I am trying to parse data from commoncrawl.org using hadoop streaming. I set up a local hadoop to test my code, and have a simple Ruby mapper which uses a streaming ARCfile reader. When I invoke my code myself like
cat 1262876244253_18.arc.gz | mapper.rb | reducer.rb
It works as expected.
It seems that hadoop automatically sees that the file has a .gz extension and decompresses it before handing it to a mapper - however while doing so it converts \r\n linebreaks in the stream to \n. Since ARC relies on a record length in the header line, the change breaks the parser (because the data length has changed).
To double check, I changed my mapper to expect uncompressed data, and did:
cat 1262876244253_18.arc.gz | zcat | mapper.rb | reducer.rb
And it works.
I don't mind hadoop automatically decompressing (although I can quite happily deal with streaming .gz files), but if it does I need it to decompress in 'binary' without doing any linebreak conversion or similar. I believe that the default behaviour is to feed decompressed files to one mapper per file, which is perfect.

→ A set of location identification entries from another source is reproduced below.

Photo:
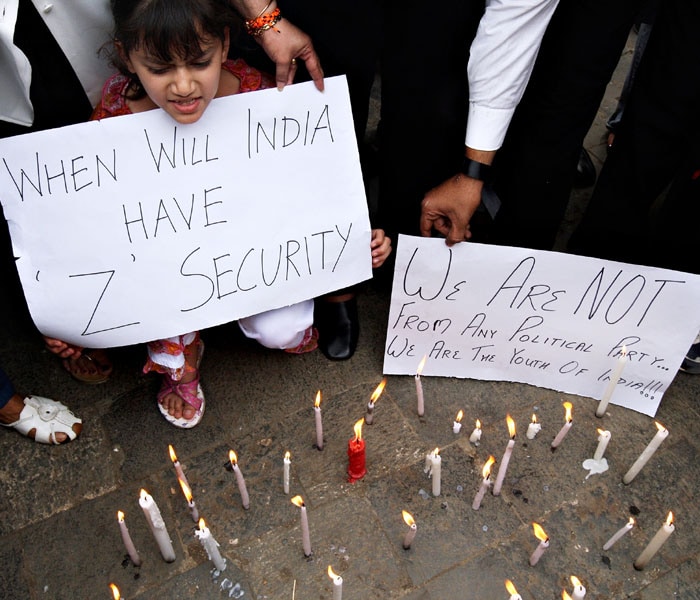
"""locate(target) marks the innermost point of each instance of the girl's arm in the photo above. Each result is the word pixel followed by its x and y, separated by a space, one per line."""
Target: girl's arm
pixel 284 43
pixel 380 247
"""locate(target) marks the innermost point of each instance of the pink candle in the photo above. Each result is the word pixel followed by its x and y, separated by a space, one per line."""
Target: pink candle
pixel 413 528
pixel 178 467
pixel 541 547
pixel 305 537
pixel 618 534
pixel 568 421
pixel 485 482
pixel 369 417
pixel 319 421
pixel 506 457
pixel 126 538
pixel 420 406
pixel 245 499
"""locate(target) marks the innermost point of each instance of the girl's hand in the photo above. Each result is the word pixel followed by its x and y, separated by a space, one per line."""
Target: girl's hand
pixel 63 349
pixel 380 247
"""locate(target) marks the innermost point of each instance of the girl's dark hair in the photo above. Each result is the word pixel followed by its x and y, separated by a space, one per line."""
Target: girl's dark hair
pixel 167 29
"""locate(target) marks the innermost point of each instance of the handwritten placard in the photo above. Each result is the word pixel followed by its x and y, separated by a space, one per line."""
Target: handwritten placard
pixel 136 228
pixel 552 320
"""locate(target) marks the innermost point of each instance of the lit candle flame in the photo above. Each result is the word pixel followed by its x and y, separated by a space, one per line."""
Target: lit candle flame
pixel 378 391
pixel 186 490
pixel 540 533
pixel 511 426
pixel 486 471
pixel 567 407
pixel 358 429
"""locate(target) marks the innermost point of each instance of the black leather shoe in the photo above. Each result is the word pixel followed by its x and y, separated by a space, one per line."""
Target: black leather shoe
pixel 585 170
pixel 338 328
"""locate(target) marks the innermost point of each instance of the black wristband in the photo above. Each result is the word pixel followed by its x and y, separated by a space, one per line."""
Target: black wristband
pixel 476 170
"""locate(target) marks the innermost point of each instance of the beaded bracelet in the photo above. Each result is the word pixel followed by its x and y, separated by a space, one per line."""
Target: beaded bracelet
pixel 262 23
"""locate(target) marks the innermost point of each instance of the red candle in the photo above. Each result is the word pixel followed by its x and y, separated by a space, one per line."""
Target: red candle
pixel 356 454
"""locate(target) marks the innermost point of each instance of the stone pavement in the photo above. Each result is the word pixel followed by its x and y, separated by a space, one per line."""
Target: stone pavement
pixel 60 537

How can I either ask it not to decompress .gz (renaming the files is not an option) or make it decompress properly? I would prefer not to use a special InputFormat class which I have to ship in a jar, if at all possible.
All of this will eventually run on AWS ElasticMapReduce.
Looks like the Hadoop PipeMapper.java is to blame (at least in 0.20.2):
Around line 106, the input from TextInputFormat is passed to this mapper (at which stage the \r\n has been stripped), and the PipeMapper is writing it out to stdout with just a \n.
A suggestion would be to amend the source for your PipeMapper.java, check this 'feature' still exists, and amend as required (maybe allow it to be set via a configuration property).